## List Tables
Exploring the tables in the 'Data Nerd Jobs' data connection.

In [None]:
\list

## Explore 'keywords_all' Column
Analyzing the 'keywords_all' column in the 'data_nerd_jobs' table.

In [None]:
SELECT keyword.element, COUNT(*) as count
FROM `public_job_listings.data_nerd_jobs`, UNNEST(keywords_all.list) as keyword
GROUP BY keyword.element
ORDER BY count DESC
LIMIT 10

## Plot Median Salary for Top 10 Skills
Visualizing the median salary for the top 10 skills with salary data.

In [None]:
WITH SkillSalary AS (
  SELECT
    keyword.element AS skill,
    salary_year
  FROM
    `public_job_listings.data_nerd_jobs`,
    UNNEST(keywords_all.list) AS keyword
  WHERE
    salary_year IS NOT NULL
),
TopSkills AS (
  SELECT skill
  FROM SkillSalary
  GROUP BY skill
  ORDER BY COUNT(*) DESC
  LIMIT 10
),
MedianSalaries AS (
  SELECT
    skill,
    PERCENTILE_CONT(salary_year, 0.5) OVER (PARTITION BY skill) AS median_salary,
    COUNT(salary_year) OVER (PARTITION BY skill) AS salary_count
  FROM
    SkillSalary
  WHERE
    skill IN (SELECT skill FROM TopSkills)
)
SELECT
  DISTINCT skill,
  median_salary,
  salary_count
FROM
  MedianSalaries
ORDER BY
  median_salary DESC

In [None]:
import seaborn as sns
import matplotlib.pyplot as plt
sns.set(style='darkgrid')
plt.style.use('dark_background')

# Load the dataframe
df = sql_df_fkcs

# Plotting the median salary for the top 10 skills
plt.figure(figsize=(10, 8))
salary_plot = sns.barplot(x='median_salary', y='skill', data=df, palette='Blues_r', order=df.sort_values('median_salary', ascending=False)['skill'])
plt.title('Median Salary by Skill')
plt.xlabel('Median Salary')
plt.ylabel('Skill')
plt.show()

In [None]:
import seaborn as sns
import matplotlib.pyplot as plt
sns.set(style='darkgrid')
plt.style.use('dark_background')

# Assuming 'sql_df_fkcs' is the dataframe containing the relevant data
plt.figure(figsize=(10, 8))
barplot = sns.barplot(x='median_salary', y='skill', data=sql_df_fkcs, palette='Blues_r', order=sql_df_fkcs.sort_values('median_salary', ascending=False).skill)
plt.title('Median Salary for Top 10 Skills')
plt.xlabel('Median Salary')
plt.ylabel('Skill')
plt.show()

In [None]:
import seaborn as sns
import matplotlib.pyplot as plt
import matplotlib.ticker as mtick
sns.set(style='darkgrid')
plt.style.use('dark_background')

# Load the dataframe
df = sql_df_fkcs

# Plotting the median salary for the top 10 skills with modifications
plt.figure(figsize=(10, 8))
salary_plot = sns.barplot(x='median_salary', y='skill', data=df, palette='Blues_r', order=df.sort_values('median_salary', ascending=False)['skill'])

# Formatting the x-axis
fmt = '${x:,.0f}'
tick = mtick.StrMethodFormatter(fmt)
salary_plot.xaxis.set_major_formatter(tick)
plt.xlim(80000, 160000)

# Removing the axis labels
salary_plot.set(xlabel=None, ylabel=None)

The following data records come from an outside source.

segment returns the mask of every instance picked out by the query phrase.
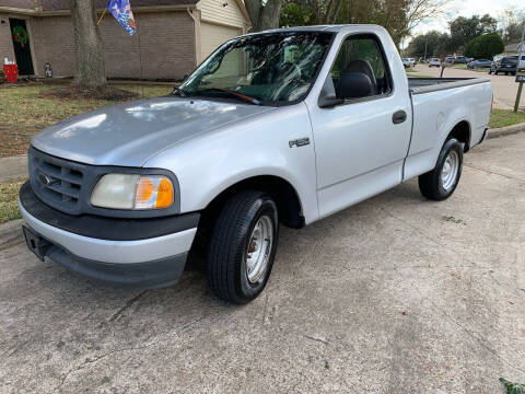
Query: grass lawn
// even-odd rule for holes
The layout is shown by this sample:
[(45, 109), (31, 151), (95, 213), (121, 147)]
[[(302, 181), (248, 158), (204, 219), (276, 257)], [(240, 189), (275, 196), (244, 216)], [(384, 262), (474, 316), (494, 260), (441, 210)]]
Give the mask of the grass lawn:
[[(63, 88), (63, 84), (3, 84), (0, 88), (0, 158), (26, 153), (31, 138), (59, 120), (106, 105), (104, 100), (42, 99), (42, 91)], [(170, 93), (170, 85), (127, 85), (116, 88), (152, 97)]]
[(489, 128), (512, 126), (524, 121), (525, 113), (523, 111), (514, 113), (512, 109), (492, 109)]
[(22, 218), (19, 211), (18, 197), (24, 182), (25, 179), (16, 179), (0, 183), (0, 224)]

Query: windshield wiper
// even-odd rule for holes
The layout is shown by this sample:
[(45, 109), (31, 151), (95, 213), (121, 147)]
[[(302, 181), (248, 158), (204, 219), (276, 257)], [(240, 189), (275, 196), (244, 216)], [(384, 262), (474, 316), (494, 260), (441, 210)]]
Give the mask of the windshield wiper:
[(244, 100), (245, 102), (248, 102), (248, 103), (250, 103), (250, 104), (261, 105), (260, 101), (258, 101), (257, 99), (247, 96), (246, 94), (242, 94), (242, 93), (232, 91), (232, 90), (230, 90), (230, 89), (223, 89), (223, 88), (207, 88), (207, 89), (198, 90), (198, 91), (195, 92), (195, 93), (207, 92), (207, 91), (224, 92), (224, 93), (231, 94), (231, 95), (233, 95), (233, 96), (235, 96), (235, 97), (242, 99), (242, 100)]

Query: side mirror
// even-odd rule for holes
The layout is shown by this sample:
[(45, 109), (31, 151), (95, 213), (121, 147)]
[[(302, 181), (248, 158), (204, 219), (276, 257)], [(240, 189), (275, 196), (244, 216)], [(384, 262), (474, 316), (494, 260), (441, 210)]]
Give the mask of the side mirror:
[(337, 99), (360, 99), (373, 92), (372, 81), (364, 72), (343, 72), (336, 88)]

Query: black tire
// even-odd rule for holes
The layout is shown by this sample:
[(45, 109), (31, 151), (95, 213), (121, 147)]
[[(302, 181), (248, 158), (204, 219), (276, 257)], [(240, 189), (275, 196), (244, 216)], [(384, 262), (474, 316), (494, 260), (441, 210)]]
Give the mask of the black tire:
[[(255, 225), (264, 216), (271, 221), (273, 239), (270, 251), (266, 254), (266, 271), (253, 283), (248, 280), (246, 263), (248, 243)], [(255, 299), (266, 287), (270, 276), (278, 235), (278, 210), (270, 196), (248, 190), (231, 197), (222, 207), (212, 228), (208, 247), (208, 283), (213, 293), (235, 304), (244, 304)]]
[[(443, 182), (441, 179), (441, 173), (445, 164), (446, 158), (451, 151), (457, 153), (458, 159), (458, 169), (453, 184), (448, 188), (443, 187)], [(458, 140), (452, 138), (447, 140), (443, 148), (441, 149), (440, 155), (438, 157), (438, 162), (435, 167), (432, 171), (429, 171), (425, 174), (419, 176), (419, 190), (428, 199), (442, 201), (454, 193), (462, 177), (463, 170), (463, 144)]]

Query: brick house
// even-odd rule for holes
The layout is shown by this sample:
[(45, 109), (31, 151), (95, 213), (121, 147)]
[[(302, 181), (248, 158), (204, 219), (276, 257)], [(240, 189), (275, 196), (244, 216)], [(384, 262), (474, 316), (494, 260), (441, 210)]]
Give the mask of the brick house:
[[(107, 1), (95, 0), (97, 15)], [(182, 79), (214, 48), (243, 34), (243, 0), (130, 0), (138, 34), (106, 12), (101, 23), (108, 78)], [(13, 37), (14, 36), (14, 37)], [(16, 59), (22, 76), (74, 74), (69, 0), (0, 0), (0, 59)]]

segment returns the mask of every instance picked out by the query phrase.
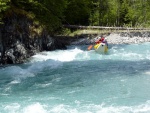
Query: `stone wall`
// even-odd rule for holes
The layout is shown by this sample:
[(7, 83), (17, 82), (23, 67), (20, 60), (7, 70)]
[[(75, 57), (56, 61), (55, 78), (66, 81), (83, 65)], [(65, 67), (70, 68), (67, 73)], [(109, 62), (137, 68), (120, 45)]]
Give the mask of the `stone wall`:
[[(46, 30), (22, 15), (11, 15), (0, 26), (0, 64), (23, 63), (37, 52), (66, 49), (63, 42), (51, 37)], [(34, 28), (34, 29), (31, 29)]]

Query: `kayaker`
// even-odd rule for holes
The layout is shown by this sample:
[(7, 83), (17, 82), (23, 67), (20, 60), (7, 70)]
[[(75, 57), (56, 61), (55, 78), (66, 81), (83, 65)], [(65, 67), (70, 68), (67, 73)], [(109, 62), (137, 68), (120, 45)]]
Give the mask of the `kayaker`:
[(99, 44), (101, 42), (104, 42), (105, 38), (102, 36), (100, 37), (100, 39), (98, 39), (97, 41), (95, 41), (96, 44)]

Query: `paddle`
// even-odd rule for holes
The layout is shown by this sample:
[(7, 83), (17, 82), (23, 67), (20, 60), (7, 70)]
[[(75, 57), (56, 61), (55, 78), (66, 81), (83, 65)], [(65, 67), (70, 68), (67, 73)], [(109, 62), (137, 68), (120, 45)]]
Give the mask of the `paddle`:
[(88, 47), (88, 50), (91, 50), (91, 49), (92, 49), (92, 47), (93, 47), (93, 45), (90, 45), (90, 46)]

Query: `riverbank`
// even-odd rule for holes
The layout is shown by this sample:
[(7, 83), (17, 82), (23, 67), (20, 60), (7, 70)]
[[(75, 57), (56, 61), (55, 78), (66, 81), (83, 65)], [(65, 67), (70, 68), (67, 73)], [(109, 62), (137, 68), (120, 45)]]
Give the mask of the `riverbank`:
[[(80, 32), (81, 33), (81, 32)], [(107, 38), (109, 44), (134, 44), (134, 43), (143, 43), (150, 42), (150, 31), (101, 31), (95, 33), (95, 31), (91, 31), (90, 34), (82, 33), (76, 35), (75, 37), (78, 39), (72, 44), (91, 44), (94, 43), (99, 37), (104, 36)], [(80, 37), (80, 38), (78, 38)], [(84, 38), (83, 38), (84, 37)]]

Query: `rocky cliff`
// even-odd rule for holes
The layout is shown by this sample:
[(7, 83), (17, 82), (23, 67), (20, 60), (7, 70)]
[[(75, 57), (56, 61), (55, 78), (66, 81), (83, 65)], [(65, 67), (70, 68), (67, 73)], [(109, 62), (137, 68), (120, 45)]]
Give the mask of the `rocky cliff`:
[(41, 26), (22, 15), (12, 14), (0, 26), (0, 64), (17, 64), (37, 52), (66, 49), (64, 41), (53, 38)]

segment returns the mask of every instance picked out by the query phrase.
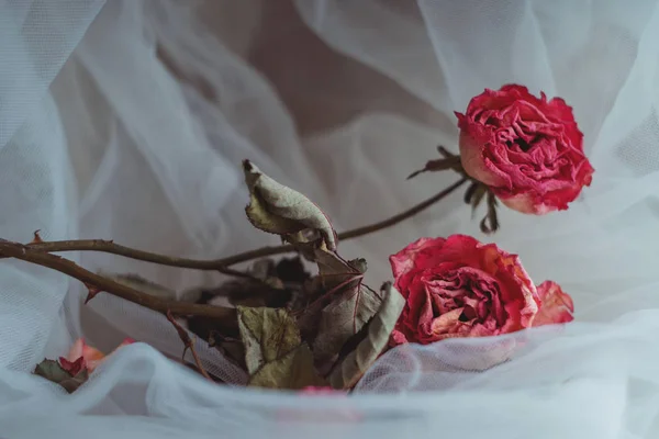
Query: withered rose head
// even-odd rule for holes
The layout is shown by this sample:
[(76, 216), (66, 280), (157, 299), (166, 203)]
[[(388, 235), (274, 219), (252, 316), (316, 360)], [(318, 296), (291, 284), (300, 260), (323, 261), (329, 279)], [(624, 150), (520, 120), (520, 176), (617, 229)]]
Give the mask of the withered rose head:
[(555, 282), (538, 289), (515, 255), (465, 235), (422, 238), (390, 257), (406, 305), (392, 345), (481, 337), (572, 319)]
[(485, 90), (456, 115), (462, 167), (509, 207), (538, 215), (567, 210), (590, 185), (583, 134), (562, 99), (509, 85)]

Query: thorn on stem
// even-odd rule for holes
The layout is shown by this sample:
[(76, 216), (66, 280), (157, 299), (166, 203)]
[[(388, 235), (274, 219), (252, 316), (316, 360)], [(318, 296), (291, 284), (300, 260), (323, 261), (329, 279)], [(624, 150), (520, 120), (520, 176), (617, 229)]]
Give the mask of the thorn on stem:
[(85, 286), (87, 286), (87, 291), (88, 291), (88, 293), (87, 293), (87, 297), (85, 299), (85, 304), (87, 305), (87, 303), (88, 303), (89, 301), (91, 301), (93, 297), (96, 297), (96, 295), (97, 295), (98, 293), (100, 293), (100, 292), (101, 292), (101, 290), (99, 290), (97, 286), (94, 286), (94, 285), (91, 285), (91, 284), (89, 284), (89, 283), (87, 283), (87, 282), (85, 282)]
[(41, 228), (38, 230), (34, 230), (34, 238), (32, 238), (32, 241), (30, 244), (42, 244), (44, 240), (41, 238), (41, 235), (38, 234), (41, 232)]
[(199, 359), (199, 356), (197, 354), (197, 351), (194, 350), (194, 344), (192, 342), (192, 339), (190, 338), (190, 334), (188, 334), (188, 331), (174, 318), (174, 315), (171, 314), (171, 312), (169, 309), (167, 311), (167, 319), (169, 320), (169, 323), (171, 323), (174, 325), (174, 328), (178, 333), (179, 338), (183, 342), (185, 349), (183, 349), (183, 356), (181, 358), (181, 362), (183, 364), (186, 363), (186, 352), (188, 350), (190, 350), (190, 353), (192, 353), (192, 358), (194, 358), (194, 364), (197, 365), (199, 373), (201, 373), (206, 380), (213, 381), (211, 375), (209, 375), (209, 373), (205, 371), (205, 369), (203, 369), (203, 365), (201, 365), (201, 360)]

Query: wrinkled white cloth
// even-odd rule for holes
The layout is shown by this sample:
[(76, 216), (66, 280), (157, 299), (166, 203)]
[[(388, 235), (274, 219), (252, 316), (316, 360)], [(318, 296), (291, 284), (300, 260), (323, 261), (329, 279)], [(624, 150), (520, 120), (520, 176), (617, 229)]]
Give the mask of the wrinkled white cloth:
[[(163, 316), (0, 261), (3, 438), (655, 438), (659, 435), (659, 10), (656, 0), (1, 0), (0, 237), (107, 238), (228, 256), (276, 244), (244, 217), (239, 161), (303, 191), (337, 229), (402, 211), (457, 179), (405, 181), (454, 151), (454, 111), (517, 82), (574, 109), (595, 168), (568, 212), (500, 211), (485, 237), (456, 193), (340, 244), (389, 280), (388, 256), (466, 233), (516, 252), (576, 322), (387, 353), (349, 398), (214, 386), (166, 356)], [(479, 212), (478, 215), (481, 215)], [(478, 218), (478, 216), (477, 216)], [(179, 292), (220, 275), (89, 252)], [(29, 372), (70, 342), (122, 348), (72, 395)], [(466, 372), (482, 349), (511, 361)], [(245, 375), (198, 342), (204, 364)]]

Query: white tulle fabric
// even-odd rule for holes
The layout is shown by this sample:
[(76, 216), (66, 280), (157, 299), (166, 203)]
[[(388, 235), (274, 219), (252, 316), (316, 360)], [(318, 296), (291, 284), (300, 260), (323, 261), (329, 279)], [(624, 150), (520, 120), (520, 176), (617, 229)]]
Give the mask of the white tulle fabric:
[[(387, 353), (350, 397), (211, 385), (169, 361), (158, 314), (45, 269), (0, 261), (3, 438), (656, 438), (659, 435), (659, 9), (655, 0), (0, 1), (0, 233), (108, 238), (219, 257), (276, 239), (244, 218), (239, 160), (303, 190), (338, 229), (456, 179), (405, 177), (453, 111), (506, 82), (573, 105), (595, 168), (568, 212), (501, 211), (478, 232), (455, 194), (340, 251), (390, 279), (421, 236), (467, 233), (559, 282), (576, 322)], [(480, 212), (478, 213), (481, 214)], [(215, 274), (108, 255), (85, 267), (183, 291)], [(122, 348), (72, 395), (29, 372), (87, 340)], [(482, 356), (511, 349), (482, 372)], [(242, 371), (198, 342), (204, 364)]]

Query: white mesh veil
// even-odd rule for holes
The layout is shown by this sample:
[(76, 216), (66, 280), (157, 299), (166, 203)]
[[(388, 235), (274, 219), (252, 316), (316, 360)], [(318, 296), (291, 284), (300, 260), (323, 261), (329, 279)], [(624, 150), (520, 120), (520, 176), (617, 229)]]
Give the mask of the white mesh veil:
[[(576, 323), (393, 350), (349, 398), (213, 386), (163, 356), (159, 315), (76, 281), (0, 263), (0, 436), (652, 438), (659, 414), (659, 9), (655, 0), (0, 1), (1, 237), (109, 238), (210, 258), (275, 244), (245, 222), (238, 164), (302, 189), (338, 229), (448, 185), (405, 177), (455, 148), (453, 111), (505, 82), (573, 105), (595, 168), (565, 213), (501, 211), (492, 238), (456, 194), (347, 241), (389, 279), (388, 255), (467, 233), (559, 282)], [(178, 291), (215, 274), (96, 254)], [(30, 375), (76, 337), (122, 348), (71, 396)], [(514, 358), (487, 372), (493, 344)], [(155, 348), (155, 349), (154, 349)], [(157, 350), (156, 350), (157, 349)], [(219, 376), (244, 374), (199, 344)], [(158, 351), (163, 352), (159, 353)]]

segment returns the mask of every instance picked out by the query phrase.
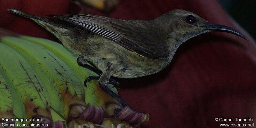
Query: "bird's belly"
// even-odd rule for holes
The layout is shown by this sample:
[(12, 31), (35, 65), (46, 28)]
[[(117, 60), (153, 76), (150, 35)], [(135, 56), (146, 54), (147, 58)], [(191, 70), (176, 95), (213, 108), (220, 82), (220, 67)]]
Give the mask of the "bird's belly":
[(157, 72), (166, 66), (166, 60), (142, 57), (116, 43), (106, 39), (90, 40), (81, 44), (83, 49), (78, 54), (87, 59), (98, 69), (104, 71), (110, 65), (114, 65), (113, 76), (132, 78)]
[(147, 76), (158, 72), (166, 67), (163, 60), (145, 58), (141, 56), (127, 57), (116, 56), (114, 58), (89, 57), (88, 60), (102, 71), (108, 64), (114, 64), (113, 76), (122, 78), (133, 78)]

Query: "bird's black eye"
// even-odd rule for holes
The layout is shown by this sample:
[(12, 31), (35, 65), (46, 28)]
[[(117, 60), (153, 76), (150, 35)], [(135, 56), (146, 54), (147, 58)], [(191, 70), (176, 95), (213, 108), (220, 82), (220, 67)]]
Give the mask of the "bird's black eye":
[(192, 24), (196, 21), (196, 18), (193, 15), (188, 15), (186, 17), (186, 21), (188, 23)]

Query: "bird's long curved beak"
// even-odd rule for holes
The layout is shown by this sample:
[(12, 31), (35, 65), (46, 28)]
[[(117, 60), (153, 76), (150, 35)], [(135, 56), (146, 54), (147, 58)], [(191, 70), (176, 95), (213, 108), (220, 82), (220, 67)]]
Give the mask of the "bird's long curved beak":
[(214, 31), (222, 31), (228, 32), (238, 36), (247, 40), (245, 37), (237, 30), (226, 26), (214, 24), (209, 23), (204, 26), (206, 30), (210, 30)]

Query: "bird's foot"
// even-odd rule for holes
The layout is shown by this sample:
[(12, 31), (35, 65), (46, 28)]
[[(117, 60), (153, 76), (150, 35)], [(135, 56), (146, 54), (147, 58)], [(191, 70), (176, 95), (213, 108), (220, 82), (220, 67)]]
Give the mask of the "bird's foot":
[[(89, 76), (84, 81), (84, 86), (86, 87), (87, 86), (86, 85), (86, 83), (87, 83), (88, 82), (92, 80), (98, 80), (100, 79), (100, 77), (99, 76)], [(110, 79), (109, 79), (109, 83), (114, 84), (114, 87), (117, 87), (117, 88), (119, 88), (119, 82), (116, 81), (116, 80)], [(119, 102), (119, 103), (120, 103), (123, 106), (128, 106), (128, 104), (125, 101), (124, 101), (124, 100), (122, 99), (120, 97), (117, 96), (116, 94), (112, 90), (110, 89), (107, 86), (104, 84), (100, 84), (100, 88), (102, 89), (105, 91), (106, 92), (116, 99), (117, 100), (117, 101), (118, 101), (118, 102)]]
[(83, 57), (77, 57), (77, 59), (76, 59), (76, 62), (78, 65), (87, 68), (96, 73), (99, 76), (101, 76), (102, 74), (102, 71), (92, 66), (87, 64), (86, 64), (87, 62), (87, 60)]
[[(86, 87), (87, 85), (86, 85), (86, 83), (87, 82), (89, 82), (92, 80), (99, 80), (99, 79), (100, 77), (99, 76), (90, 76), (84, 81), (84, 84), (85, 87)], [(117, 81), (114, 79), (110, 79), (108, 84), (113, 85), (112, 88), (116, 87), (118, 90), (120, 89), (120, 83), (119, 82)]]

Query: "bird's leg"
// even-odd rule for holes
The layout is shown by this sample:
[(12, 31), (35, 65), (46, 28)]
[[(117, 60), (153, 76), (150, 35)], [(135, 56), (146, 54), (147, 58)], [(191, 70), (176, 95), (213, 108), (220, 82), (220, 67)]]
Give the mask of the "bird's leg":
[(78, 57), (76, 59), (76, 62), (79, 65), (86, 68), (96, 73), (99, 76), (100, 76), (102, 74), (102, 71), (100, 70), (95, 68), (93, 66), (86, 64), (87, 59), (83, 57)]
[[(77, 58), (77, 59), (76, 59), (76, 62), (77, 63), (77, 64), (79, 65), (86, 68), (96, 73), (97, 74), (98, 74), (99, 76), (101, 76), (101, 74), (102, 74), (102, 72), (100, 70), (97, 69), (96, 68), (95, 68), (93, 66), (91, 66), (90, 65), (86, 64), (86, 63), (87, 62), (87, 59), (86, 59), (85, 58), (83, 57), (78, 57)], [(91, 77), (91, 76), (90, 76)], [(91, 76), (92, 77), (92, 76)], [(98, 78), (97, 79), (97, 78), (95, 77), (91, 77), (91, 78), (89, 78), (89, 79), (87, 78), (87, 79), (88, 79), (88, 80), (89, 80), (89, 79), (91, 79), (91, 80), (92, 79), (97, 79), (97, 80), (99, 80), (99, 78)], [(90, 80), (89, 81), (87, 81), (87, 82), (90, 81), (91, 80)], [(120, 86), (119, 85), (119, 82), (118, 81), (116, 81), (115, 80), (110, 78), (109, 79), (109, 82), (108, 82), (109, 84), (110, 84), (113, 85), (113, 88), (114, 87), (116, 87), (118, 90), (119, 90), (120, 89)]]
[(92, 76), (89, 77), (84, 81), (84, 85), (86, 86), (86, 83), (87, 82), (90, 81), (92, 80), (98, 80), (99, 83), (102, 89), (116, 99), (124, 106), (128, 106), (128, 104), (125, 101), (107, 86), (109, 82), (110, 77), (113, 75), (114, 73), (113, 71), (113, 66), (108, 66), (103, 72), (100, 77)]

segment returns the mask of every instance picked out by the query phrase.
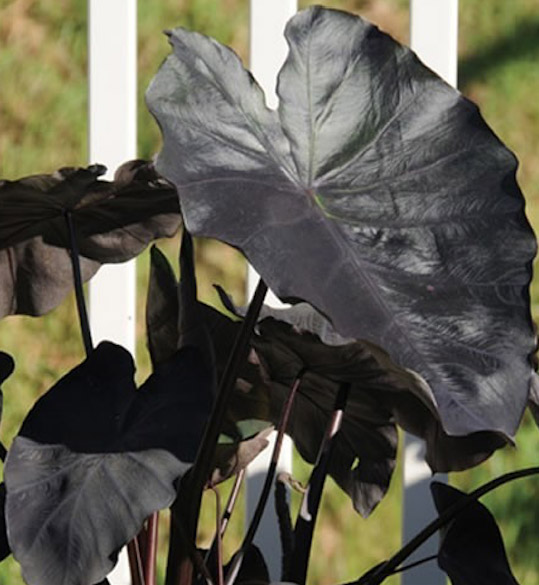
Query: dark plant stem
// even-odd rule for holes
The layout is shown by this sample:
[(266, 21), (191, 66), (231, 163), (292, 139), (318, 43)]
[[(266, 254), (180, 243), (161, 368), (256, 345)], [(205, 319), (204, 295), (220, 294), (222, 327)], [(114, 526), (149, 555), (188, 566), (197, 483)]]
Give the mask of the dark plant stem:
[[(226, 529), (228, 527), (228, 523), (230, 518), (232, 517), (232, 512), (236, 506), (236, 502), (238, 501), (238, 496), (240, 494), (240, 489), (243, 484), (243, 480), (245, 479), (245, 469), (241, 469), (237, 474), (236, 478), (234, 479), (234, 485), (232, 486), (232, 490), (230, 495), (228, 496), (228, 500), (223, 512), (223, 516), (221, 518), (221, 522), (219, 525), (219, 534), (221, 538), (225, 535)], [(211, 546), (206, 553), (205, 563), (206, 566), (212, 566), (213, 559), (215, 559), (215, 555), (217, 554), (217, 532), (215, 533), (215, 537), (211, 543)]]
[[(249, 341), (251, 340), (251, 335), (258, 320), (258, 315), (260, 314), (267, 290), (268, 287), (260, 279), (221, 378), (217, 398), (210, 415), (210, 420), (206, 425), (195, 463), (188, 476), (186, 476), (185, 481), (182, 482), (181, 491), (171, 508), (173, 520), (171, 531), (175, 530), (175, 526), (178, 526), (180, 521), (183, 521), (184, 526), (186, 526), (185, 537), (189, 538), (192, 543), (196, 541), (202, 493), (210, 477), (215, 445), (219, 438), (221, 424), (234, 390), (239, 369), (247, 359)], [(178, 546), (181, 548), (183, 540), (180, 538), (173, 539), (173, 535), (171, 534), (166, 585), (191, 585), (191, 578), (193, 576), (192, 562), (185, 552), (175, 550)]]
[(219, 490), (212, 486), (211, 490), (215, 494), (215, 538), (217, 540), (217, 585), (224, 584), (223, 574), (223, 538), (221, 533), (221, 496)]
[(275, 510), (279, 522), (279, 535), (283, 549), (283, 558), (281, 562), (281, 579), (288, 574), (292, 564), (292, 555), (294, 552), (294, 530), (292, 529), (292, 520), (290, 518), (290, 508), (287, 501), (286, 485), (280, 481), (277, 476), (275, 483)]
[(419, 559), (413, 563), (408, 565), (403, 565), (398, 569), (395, 569), (392, 575), (396, 575), (397, 573), (404, 573), (404, 571), (408, 571), (409, 569), (413, 569), (414, 567), (419, 567), (420, 565), (424, 565), (425, 563), (429, 563), (430, 561), (435, 561), (438, 558), (438, 555), (431, 555), (430, 557), (425, 557), (424, 559)]
[(159, 512), (149, 518), (145, 530), (144, 545), (144, 580), (146, 585), (156, 585), (157, 538), (159, 530)]
[(311, 554), (311, 544), (313, 539), (314, 527), (320, 507), (320, 500), (324, 489), (324, 483), (328, 473), (329, 462), (333, 451), (334, 439), (339, 432), (344, 409), (350, 393), (350, 384), (345, 383), (339, 386), (333, 414), (326, 430), (326, 435), (320, 445), (318, 461), (311, 473), (307, 491), (303, 496), (301, 508), (296, 520), (294, 530), (294, 552), (292, 553), (293, 563), (290, 566), (290, 574), (286, 577), (287, 581), (292, 581), (298, 585), (304, 585), (307, 578), (307, 569), (309, 566), (309, 557)]
[(136, 537), (127, 545), (127, 556), (129, 558), (132, 585), (146, 585), (139, 542)]
[(69, 233), (69, 254), (71, 257), (71, 266), (73, 268), (73, 281), (75, 283), (75, 298), (77, 300), (77, 311), (79, 314), (80, 328), (82, 332), (82, 341), (86, 356), (93, 351), (92, 335), (86, 311), (86, 302), (84, 300), (84, 289), (82, 287), (82, 276), (80, 272), (79, 249), (77, 246), (77, 237), (75, 235), (75, 225), (70, 211), (65, 212), (65, 220)]
[(234, 556), (234, 560), (231, 563), (231, 566), (228, 570), (225, 585), (232, 585), (232, 583), (234, 583), (234, 580), (238, 576), (238, 572), (241, 568), (241, 564), (243, 562), (245, 553), (247, 552), (247, 550), (249, 550), (249, 547), (253, 543), (256, 531), (258, 530), (258, 526), (260, 525), (260, 520), (262, 520), (262, 515), (264, 514), (264, 509), (266, 508), (266, 503), (271, 493), (271, 486), (273, 485), (273, 480), (275, 478), (277, 464), (279, 463), (279, 455), (281, 454), (281, 449), (283, 447), (283, 439), (286, 427), (288, 425), (288, 419), (290, 418), (292, 405), (294, 404), (294, 398), (296, 397), (304, 373), (305, 371), (301, 370), (299, 374), (296, 376), (296, 379), (294, 380), (294, 383), (290, 388), (288, 398), (283, 405), (281, 417), (279, 420), (279, 426), (277, 428), (277, 437), (275, 439), (275, 445), (273, 447), (273, 453), (271, 455), (271, 461), (269, 464), (268, 472), (266, 473), (264, 485), (262, 486), (262, 492), (260, 493), (260, 497), (258, 498), (253, 518), (249, 523), (249, 528), (247, 529), (247, 532), (243, 538), (241, 547), (238, 550), (237, 554)]
[[(497, 487), (508, 483), (510, 481), (514, 481), (515, 479), (520, 479), (523, 477), (528, 477), (530, 475), (539, 474), (539, 467), (529, 467), (527, 469), (520, 469), (518, 471), (512, 471), (511, 473), (506, 473), (489, 481), (488, 483), (478, 487), (473, 492), (470, 492), (465, 497), (461, 498), (458, 502), (455, 502), (452, 506), (449, 506), (445, 512), (440, 514), (438, 518), (433, 520), (430, 524), (428, 524), (423, 530), (417, 534), (410, 542), (408, 542), (405, 546), (403, 546), (396, 554), (394, 554), (388, 561), (381, 564), (380, 567), (372, 571), (372, 574), (369, 576), (369, 579), (362, 580), (360, 578), (356, 583), (365, 583), (365, 585), (378, 585), (382, 583), (384, 579), (392, 575), (397, 567), (399, 567), (416, 549), (418, 549), (428, 538), (430, 538), (433, 534), (435, 534), (440, 528), (445, 526), (448, 522), (453, 520), (455, 516), (460, 514), (463, 510), (465, 510), (472, 502), (475, 502), (485, 494), (495, 490)], [(369, 571), (370, 572), (370, 571)]]

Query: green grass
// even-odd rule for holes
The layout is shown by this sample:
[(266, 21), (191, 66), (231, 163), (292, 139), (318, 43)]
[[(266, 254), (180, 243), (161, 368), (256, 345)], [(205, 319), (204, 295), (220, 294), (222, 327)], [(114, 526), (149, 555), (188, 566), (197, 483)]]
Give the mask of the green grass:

# Setting the title and making it bigger
plt.title('Median Salary by Skill', fontsize=20)

# Adding the count of job postings at the end of the bars
for p in salary_plot.patches:
    salary_plot.annotate(f'{int(p.get_width())} postings',
                   (p.get_width(), p.get_y() + p.get_height() / 2),
                   ha='left', va='center',
                   size=12, color='white',
                   xytext=(5, 0),
                   textcoords='offset points')

plt.show()

In [None]:
import seaborn as sns
import matplotlib.pyplot as plt
import matplotlib.ticker as mtick

sns.set(style='darkgrid')
plt.style.use('dark_background')

# Load the dataframe
df = sql_df_fkcs

# Plotting the median salary for the top 10 skills with modifications
plt.figure(figsize=(10, 8))
salary_plot = sns.barplot(x='median_salary', y='skill', data=df, palette='Blues_r', order=df.sort_values('median_salary', ascending=False)['skill'])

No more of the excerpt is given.